Os sindicatos, federações e demais organizações, sob direção do PCB são colocado a serviço da sua estratégia de apoio a frações da burguesia. Assim o partido acaba por colocar estas instituições a serviço de determinados governantes (como fez em relação ao governo de Vargas, Dutra, Marechal Lott, J. Kubistchek, J. Goulart, Magalhães Pinto, Tancredo Neves, Lula e Dilma). Com isso as instituições da classe trabalhadora, sob direção do PCB, acabam funcionando como ala esquerda da manutenção do Estado burguês.
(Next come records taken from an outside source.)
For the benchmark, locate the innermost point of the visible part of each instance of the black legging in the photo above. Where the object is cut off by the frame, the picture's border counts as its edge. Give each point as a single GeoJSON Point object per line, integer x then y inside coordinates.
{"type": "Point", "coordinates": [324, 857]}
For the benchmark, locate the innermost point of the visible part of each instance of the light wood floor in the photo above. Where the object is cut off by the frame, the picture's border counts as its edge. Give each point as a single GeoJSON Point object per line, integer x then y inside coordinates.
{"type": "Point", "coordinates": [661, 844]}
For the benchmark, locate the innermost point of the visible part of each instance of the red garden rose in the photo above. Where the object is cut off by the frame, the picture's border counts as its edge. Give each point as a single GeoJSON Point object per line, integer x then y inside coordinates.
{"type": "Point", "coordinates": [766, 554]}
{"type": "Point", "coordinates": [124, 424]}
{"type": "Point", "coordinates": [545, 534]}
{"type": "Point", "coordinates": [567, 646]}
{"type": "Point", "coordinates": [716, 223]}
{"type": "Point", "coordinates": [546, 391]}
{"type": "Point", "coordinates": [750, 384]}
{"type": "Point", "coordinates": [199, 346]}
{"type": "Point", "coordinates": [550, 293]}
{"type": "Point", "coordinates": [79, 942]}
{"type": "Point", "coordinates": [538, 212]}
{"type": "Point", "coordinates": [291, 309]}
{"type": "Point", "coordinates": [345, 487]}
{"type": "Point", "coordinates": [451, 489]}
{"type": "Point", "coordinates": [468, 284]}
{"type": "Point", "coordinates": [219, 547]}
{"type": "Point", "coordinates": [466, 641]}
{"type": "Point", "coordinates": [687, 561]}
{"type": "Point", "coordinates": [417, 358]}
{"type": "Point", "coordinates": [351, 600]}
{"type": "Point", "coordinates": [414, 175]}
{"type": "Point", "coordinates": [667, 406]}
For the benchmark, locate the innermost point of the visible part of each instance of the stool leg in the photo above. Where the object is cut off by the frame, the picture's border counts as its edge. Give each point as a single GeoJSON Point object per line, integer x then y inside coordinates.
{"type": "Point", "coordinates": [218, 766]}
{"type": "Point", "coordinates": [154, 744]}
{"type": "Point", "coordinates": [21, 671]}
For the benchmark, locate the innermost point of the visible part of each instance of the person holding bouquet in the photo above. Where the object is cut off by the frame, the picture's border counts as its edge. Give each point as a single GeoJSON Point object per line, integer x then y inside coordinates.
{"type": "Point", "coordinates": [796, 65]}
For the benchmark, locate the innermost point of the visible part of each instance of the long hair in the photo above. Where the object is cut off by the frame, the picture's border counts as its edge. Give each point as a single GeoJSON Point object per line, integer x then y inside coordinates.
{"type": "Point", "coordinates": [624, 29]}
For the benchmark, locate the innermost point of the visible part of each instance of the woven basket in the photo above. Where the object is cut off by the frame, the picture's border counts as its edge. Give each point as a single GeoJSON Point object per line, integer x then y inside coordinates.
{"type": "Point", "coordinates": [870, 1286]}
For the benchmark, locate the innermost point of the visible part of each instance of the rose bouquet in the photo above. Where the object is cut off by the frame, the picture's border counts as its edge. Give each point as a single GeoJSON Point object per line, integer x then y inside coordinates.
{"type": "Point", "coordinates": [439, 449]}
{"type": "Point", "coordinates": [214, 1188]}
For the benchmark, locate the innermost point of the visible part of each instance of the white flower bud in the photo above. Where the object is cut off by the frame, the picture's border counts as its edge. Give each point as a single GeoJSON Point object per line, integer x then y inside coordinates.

Foi sempre buscando conciliar os interesses de frações da burguesia que o PCB impulsionou o MUT, Movimento Unificado dos Trabalhadores, a Confederação dos Trabalhadores do Brasil (CTB), depois o Pacto da Unidade Intersindical (PUI) em São Paulo, e o Pacto de Unidade e Ação (PUA). Frente de Mobilização Popular (FMP), o Comando geral dos Trabalhadores Brasileiros – CGT , a Frente Parlamentar Nacionalista (FPN), e posteriormente na CUT.
Tratava-se, no entanto, de buscar desenvolver e aprofundar os acordos programáticos entre os militares insurrectos e o proletariado do campo. Porém, a direção política mais influente no exército também era o PCB que era contrário a qualquer radicalização das lutas sociais, queria que tanto os camponeses como os militares seguissem as alas janguistas e as frações da “burguesia democrática”. Amplos setores em luta deveriam ser contidos para seguir as determinações da base de João Goulart, e foi neste sentido que trabalhou CGT-PCB. A atuação do PCB em busca de solidificar uma aliança do proletariado com setores da burguesia, construindo mecanismos políticos e sindicais para que a burguesia nacional dirigisse a classe trabalhadora, impediu que o proletariado desenvolvesse um programa e uma atuação política independente das frações da burguesia que pudesse desarticular as classes dominantes. O Partido garantiu que o movimento operário, articulado por meio do CGT-PCB, vivesse os processos organizativos quase que isolado da Associação dos Marinheiros e Fuzileiros Navais do Brasil (AMFNB) e das Ligas Camponesas.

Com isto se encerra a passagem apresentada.